FactorialCode comments on Three Stories for How AGI Comes Before FAI

FactorialCode 18 Sep 2019 3:54 UTC
3 points
Trying to create an FAI from alchemical components is obviously not the best idea. But it’s not totally clear how much of a risk these components pose, because if the components don’t work reliably, an AGI built from them may not work well enough to pose a threat.

I think that using alchemical components in an possible FAI can lead to a serious risk if the people developing it aren’t sufficiently safety conscious. Suppose that either implicitly or explicitly, the AGI is structured using alchemical components as follows:
1. A module for forming beliefs about the world.
2. A module for planning possible actions or policies.
3. A utility or reward function.
In the process of building an AGI using alchemical means, all of the above will be incrementally improved to a point where they are “good enough”. The AI is forming accurate beliefs about the world, and is making plans to get things that the researchers want. However, in a setup like this, all of the classic AI safety concerns come into play. Namely, the AI has an incentive to upgrade the first 2 modules and preserve the utility function. Since the utility function is only “good enough”, this becomes the classic setup for Goodhart and we get UFAI.

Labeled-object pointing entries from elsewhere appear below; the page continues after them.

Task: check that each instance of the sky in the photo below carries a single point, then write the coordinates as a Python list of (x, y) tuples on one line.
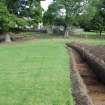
[(45, 4)]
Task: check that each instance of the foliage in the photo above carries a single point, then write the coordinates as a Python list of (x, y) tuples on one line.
[(6, 19)]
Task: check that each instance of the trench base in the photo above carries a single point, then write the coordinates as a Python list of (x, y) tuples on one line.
[(93, 89)]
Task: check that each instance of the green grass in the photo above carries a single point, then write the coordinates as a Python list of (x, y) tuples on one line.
[(35, 73), (91, 33)]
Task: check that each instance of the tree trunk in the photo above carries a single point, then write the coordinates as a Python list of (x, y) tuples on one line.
[(7, 38), (66, 33), (100, 33)]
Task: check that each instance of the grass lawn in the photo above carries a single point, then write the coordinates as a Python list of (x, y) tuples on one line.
[(35, 73), (91, 33)]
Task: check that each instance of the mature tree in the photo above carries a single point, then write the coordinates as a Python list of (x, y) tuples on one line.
[(72, 9), (8, 21), (98, 22), (30, 9)]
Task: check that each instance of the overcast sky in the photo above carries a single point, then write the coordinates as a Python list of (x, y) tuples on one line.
[(46, 3)]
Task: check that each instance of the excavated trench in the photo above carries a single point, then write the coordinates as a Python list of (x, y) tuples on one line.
[(87, 89)]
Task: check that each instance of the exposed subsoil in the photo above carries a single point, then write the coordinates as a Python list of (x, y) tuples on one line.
[(87, 89)]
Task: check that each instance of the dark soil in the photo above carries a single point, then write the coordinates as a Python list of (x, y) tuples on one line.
[(94, 56), (87, 90)]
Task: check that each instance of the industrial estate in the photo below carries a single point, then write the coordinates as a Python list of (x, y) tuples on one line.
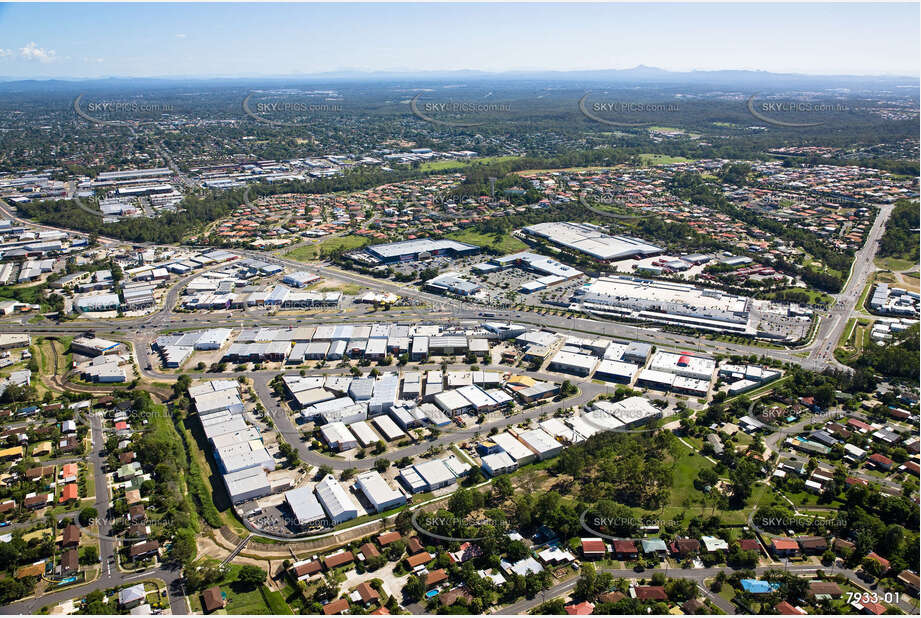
[(332, 354)]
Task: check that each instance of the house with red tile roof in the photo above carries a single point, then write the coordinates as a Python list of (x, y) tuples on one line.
[(69, 493), (651, 593), (782, 546), (580, 609), (874, 556), (785, 609), (881, 461), (624, 549), (336, 607), (593, 548)]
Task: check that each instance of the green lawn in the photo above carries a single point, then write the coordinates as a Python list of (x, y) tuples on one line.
[(439, 166), (894, 264), (243, 600), (504, 243), (340, 243)]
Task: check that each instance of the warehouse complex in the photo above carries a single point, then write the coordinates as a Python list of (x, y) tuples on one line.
[(591, 241), (666, 302), (419, 249)]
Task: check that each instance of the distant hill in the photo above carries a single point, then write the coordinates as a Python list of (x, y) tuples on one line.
[(640, 75)]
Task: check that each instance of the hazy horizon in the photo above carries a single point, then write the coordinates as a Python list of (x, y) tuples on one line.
[(201, 41)]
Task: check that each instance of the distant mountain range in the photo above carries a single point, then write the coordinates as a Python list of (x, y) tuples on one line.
[(640, 75)]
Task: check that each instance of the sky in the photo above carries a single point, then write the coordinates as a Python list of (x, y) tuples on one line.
[(243, 40)]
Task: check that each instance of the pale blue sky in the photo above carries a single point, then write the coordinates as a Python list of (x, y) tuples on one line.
[(85, 40)]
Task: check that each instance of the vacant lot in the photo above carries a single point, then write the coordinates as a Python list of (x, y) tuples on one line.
[(503, 243), (340, 243)]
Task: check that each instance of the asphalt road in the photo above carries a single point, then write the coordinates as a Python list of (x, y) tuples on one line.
[(110, 576), (451, 435)]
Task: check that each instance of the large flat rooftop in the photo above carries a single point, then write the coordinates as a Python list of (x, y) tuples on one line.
[(591, 240)]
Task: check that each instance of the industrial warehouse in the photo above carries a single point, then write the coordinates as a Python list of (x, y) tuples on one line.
[(419, 249), (590, 240), (666, 302)]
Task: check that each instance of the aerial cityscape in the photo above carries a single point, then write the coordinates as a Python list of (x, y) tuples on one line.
[(494, 308)]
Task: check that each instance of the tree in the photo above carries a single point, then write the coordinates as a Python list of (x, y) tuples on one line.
[(87, 516), (251, 576), (414, 589), (502, 488), (89, 555), (183, 549)]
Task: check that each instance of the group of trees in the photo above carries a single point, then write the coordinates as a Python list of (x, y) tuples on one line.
[(899, 358), (631, 468), (901, 236), (690, 186)]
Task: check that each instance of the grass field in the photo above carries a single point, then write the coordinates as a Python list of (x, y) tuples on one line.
[(504, 243), (340, 243), (242, 600), (815, 296), (895, 264), (686, 501)]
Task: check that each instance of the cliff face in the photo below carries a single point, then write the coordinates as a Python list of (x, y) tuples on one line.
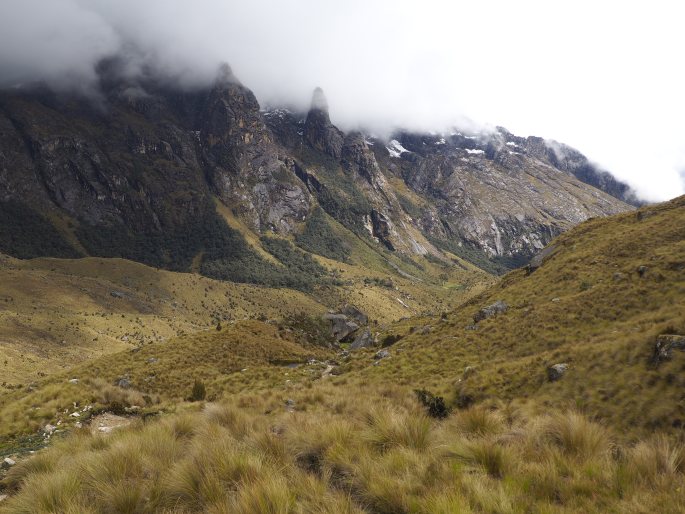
[(137, 175)]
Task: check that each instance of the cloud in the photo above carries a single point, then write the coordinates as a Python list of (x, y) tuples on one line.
[(600, 79)]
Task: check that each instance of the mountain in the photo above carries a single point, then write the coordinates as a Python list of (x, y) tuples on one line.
[(559, 388), (161, 175)]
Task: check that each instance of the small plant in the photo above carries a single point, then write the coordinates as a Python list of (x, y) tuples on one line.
[(435, 405), (390, 340), (199, 391)]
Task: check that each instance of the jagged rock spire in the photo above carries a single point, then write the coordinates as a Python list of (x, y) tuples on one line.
[(319, 132), (224, 75)]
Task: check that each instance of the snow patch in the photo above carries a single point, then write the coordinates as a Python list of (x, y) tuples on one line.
[(395, 149)]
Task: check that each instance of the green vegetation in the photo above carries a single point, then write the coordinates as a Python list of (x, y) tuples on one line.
[(408, 206), (361, 455), (24, 233), (455, 416), (319, 237), (496, 265), (336, 192)]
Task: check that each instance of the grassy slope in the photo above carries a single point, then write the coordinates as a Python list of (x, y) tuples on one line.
[(358, 442), (55, 313), (586, 306)]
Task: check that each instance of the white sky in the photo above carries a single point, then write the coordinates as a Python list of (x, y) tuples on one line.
[(604, 77)]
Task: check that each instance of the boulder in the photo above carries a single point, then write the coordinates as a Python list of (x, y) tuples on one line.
[(341, 326), (556, 371), (664, 346), (381, 354), (491, 310), (123, 382), (540, 257), (355, 314), (363, 340)]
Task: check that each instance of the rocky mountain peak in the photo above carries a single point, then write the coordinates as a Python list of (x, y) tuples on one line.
[(225, 75), (319, 101), (319, 132)]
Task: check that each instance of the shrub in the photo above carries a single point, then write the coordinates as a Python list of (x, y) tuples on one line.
[(199, 391), (319, 238), (578, 436)]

Even in a situation where the AI does not participate in it’s own further redesign, it’s effective ability to optimise the world increases as it gets more time to interact with it. As a result, an initially well behaved AGI might eventually wander into a region of state space where it becomes unfriendly using only capabilities comparable to that of a human.

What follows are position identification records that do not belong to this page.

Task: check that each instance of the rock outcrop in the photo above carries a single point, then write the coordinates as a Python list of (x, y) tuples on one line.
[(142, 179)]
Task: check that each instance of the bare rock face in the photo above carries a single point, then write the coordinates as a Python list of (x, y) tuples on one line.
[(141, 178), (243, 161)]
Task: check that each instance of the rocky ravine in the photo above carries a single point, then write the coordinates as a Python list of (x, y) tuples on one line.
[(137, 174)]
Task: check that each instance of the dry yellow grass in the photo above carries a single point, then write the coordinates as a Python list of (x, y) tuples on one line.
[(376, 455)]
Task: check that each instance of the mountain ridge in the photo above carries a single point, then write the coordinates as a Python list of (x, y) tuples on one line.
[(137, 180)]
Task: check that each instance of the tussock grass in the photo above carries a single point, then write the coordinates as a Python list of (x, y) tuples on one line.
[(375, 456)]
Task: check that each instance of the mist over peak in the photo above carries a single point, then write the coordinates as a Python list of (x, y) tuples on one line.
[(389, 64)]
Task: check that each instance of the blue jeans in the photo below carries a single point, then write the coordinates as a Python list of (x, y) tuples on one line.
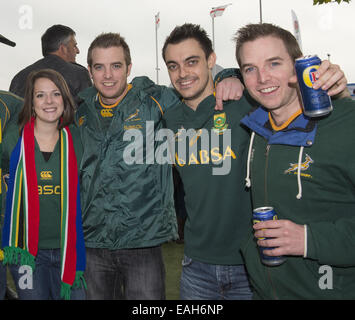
[(2, 281), (203, 281), (45, 282), (131, 274)]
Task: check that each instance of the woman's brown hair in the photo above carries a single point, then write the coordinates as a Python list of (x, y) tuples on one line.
[(27, 111)]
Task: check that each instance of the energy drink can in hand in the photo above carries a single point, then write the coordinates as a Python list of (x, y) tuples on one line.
[(316, 103), (264, 214)]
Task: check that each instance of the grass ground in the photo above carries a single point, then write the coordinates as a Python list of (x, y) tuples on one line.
[(172, 254)]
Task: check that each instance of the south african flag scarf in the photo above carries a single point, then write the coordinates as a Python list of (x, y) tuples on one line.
[(21, 225)]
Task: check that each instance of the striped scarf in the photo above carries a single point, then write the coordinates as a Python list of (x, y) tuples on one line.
[(21, 225)]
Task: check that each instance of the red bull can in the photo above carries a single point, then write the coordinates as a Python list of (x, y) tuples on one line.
[(316, 103), (264, 214)]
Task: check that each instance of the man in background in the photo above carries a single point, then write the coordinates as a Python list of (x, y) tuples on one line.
[(59, 49)]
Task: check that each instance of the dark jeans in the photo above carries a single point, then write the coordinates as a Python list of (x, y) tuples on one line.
[(131, 274), (45, 282), (203, 281)]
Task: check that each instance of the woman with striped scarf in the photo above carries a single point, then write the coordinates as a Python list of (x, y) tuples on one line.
[(42, 235)]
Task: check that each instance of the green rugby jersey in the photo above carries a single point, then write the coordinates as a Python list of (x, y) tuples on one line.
[(48, 180), (218, 205)]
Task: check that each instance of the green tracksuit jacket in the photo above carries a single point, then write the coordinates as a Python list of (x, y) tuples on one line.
[(124, 204), (217, 202), (326, 203)]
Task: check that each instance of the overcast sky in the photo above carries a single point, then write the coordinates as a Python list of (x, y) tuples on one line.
[(326, 29)]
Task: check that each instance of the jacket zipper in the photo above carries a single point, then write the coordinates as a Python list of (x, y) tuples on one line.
[(265, 172), (267, 203)]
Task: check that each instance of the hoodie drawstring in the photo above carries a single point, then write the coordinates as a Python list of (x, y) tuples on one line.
[(247, 178), (299, 195)]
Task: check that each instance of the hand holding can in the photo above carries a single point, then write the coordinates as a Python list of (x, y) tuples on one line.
[(264, 214), (316, 103)]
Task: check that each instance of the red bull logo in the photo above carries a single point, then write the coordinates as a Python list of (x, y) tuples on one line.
[(309, 75)]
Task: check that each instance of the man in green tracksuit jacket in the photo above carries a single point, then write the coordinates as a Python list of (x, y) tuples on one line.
[(211, 164), (302, 167), (127, 194)]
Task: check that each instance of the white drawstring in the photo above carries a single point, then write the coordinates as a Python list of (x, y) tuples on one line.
[(247, 179), (299, 195)]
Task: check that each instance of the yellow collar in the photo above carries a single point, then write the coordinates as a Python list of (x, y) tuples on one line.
[(285, 124), (129, 87)]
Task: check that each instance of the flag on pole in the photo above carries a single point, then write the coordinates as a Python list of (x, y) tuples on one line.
[(157, 20), (218, 11), (296, 28)]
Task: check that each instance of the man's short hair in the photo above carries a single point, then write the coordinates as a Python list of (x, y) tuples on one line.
[(109, 40), (251, 32), (189, 31), (54, 37)]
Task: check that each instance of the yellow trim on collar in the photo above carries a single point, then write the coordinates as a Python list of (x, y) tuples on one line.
[(284, 125), (129, 87)]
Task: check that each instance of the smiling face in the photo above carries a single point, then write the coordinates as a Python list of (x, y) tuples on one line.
[(269, 75), (190, 71), (47, 102), (109, 73)]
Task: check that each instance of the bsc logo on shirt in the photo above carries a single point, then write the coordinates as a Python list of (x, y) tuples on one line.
[(46, 175)]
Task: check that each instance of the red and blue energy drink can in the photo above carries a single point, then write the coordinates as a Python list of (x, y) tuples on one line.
[(316, 103), (264, 214)]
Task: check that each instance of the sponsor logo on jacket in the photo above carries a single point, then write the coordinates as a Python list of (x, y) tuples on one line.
[(293, 169)]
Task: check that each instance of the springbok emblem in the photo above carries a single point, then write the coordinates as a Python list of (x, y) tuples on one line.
[(304, 165)]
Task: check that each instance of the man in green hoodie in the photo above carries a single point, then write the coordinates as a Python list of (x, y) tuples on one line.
[(210, 156), (304, 168)]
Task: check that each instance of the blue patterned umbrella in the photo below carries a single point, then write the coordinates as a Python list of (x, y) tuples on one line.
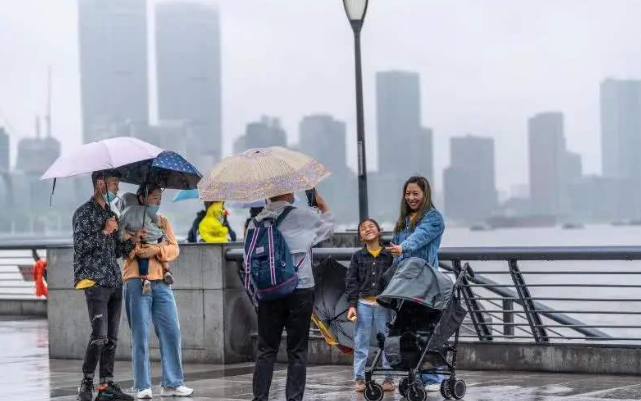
[(168, 170), (186, 194)]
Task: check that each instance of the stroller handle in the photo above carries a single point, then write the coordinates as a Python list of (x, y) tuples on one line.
[(467, 269)]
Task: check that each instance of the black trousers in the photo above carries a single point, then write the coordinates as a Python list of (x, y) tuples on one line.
[(104, 305), (294, 314)]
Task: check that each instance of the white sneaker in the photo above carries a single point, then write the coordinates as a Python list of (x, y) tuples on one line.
[(181, 391)]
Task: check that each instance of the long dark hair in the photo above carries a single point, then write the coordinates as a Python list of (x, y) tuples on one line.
[(425, 207)]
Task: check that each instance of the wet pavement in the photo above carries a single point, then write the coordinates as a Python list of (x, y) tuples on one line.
[(27, 374)]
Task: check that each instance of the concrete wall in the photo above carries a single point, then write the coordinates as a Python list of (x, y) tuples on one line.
[(561, 358), (215, 315), (219, 324), (23, 307)]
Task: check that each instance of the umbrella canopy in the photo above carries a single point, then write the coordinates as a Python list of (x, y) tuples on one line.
[(168, 170), (185, 194), (101, 155), (330, 306), (261, 174), (416, 281), (248, 205)]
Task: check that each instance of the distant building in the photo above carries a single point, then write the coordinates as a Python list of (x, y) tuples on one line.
[(265, 133), (113, 64), (398, 121), (4, 150), (621, 129), (469, 182), (398, 117), (188, 63), (36, 155), (324, 139), (552, 168), (546, 145)]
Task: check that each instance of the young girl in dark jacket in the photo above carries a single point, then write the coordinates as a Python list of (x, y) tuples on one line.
[(364, 284)]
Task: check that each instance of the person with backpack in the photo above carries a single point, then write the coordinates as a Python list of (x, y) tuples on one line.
[(278, 260)]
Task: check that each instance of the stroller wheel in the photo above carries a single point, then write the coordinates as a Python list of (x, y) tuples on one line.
[(458, 388), (417, 392), (373, 391), (403, 386), (446, 392)]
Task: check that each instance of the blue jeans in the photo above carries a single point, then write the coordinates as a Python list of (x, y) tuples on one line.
[(159, 307), (368, 317)]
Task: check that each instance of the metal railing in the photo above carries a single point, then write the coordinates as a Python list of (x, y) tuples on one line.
[(542, 294), (16, 282)]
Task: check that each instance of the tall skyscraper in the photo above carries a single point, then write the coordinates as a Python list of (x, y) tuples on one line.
[(621, 129), (324, 139), (398, 116), (113, 64), (188, 64), (547, 162), (469, 182), (263, 134), (404, 146), (36, 155), (4, 150)]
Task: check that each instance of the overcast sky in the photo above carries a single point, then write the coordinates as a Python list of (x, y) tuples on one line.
[(485, 65)]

That said, remains to be seen if researchers will build AI’s with this kind of architecture without additional safety precautions. But we do see model free RL variants of this general architecture such as Guided Cost Learning and Deep reinforcement learning from human preferences.

As a practical experiment to validate my reasoning, one could replicate the latter paper using a weak RL algorithm, and then see what happens if it’s swapped out with a much stronger algorithm after learning the reward function. (Some version of MPC maybe?)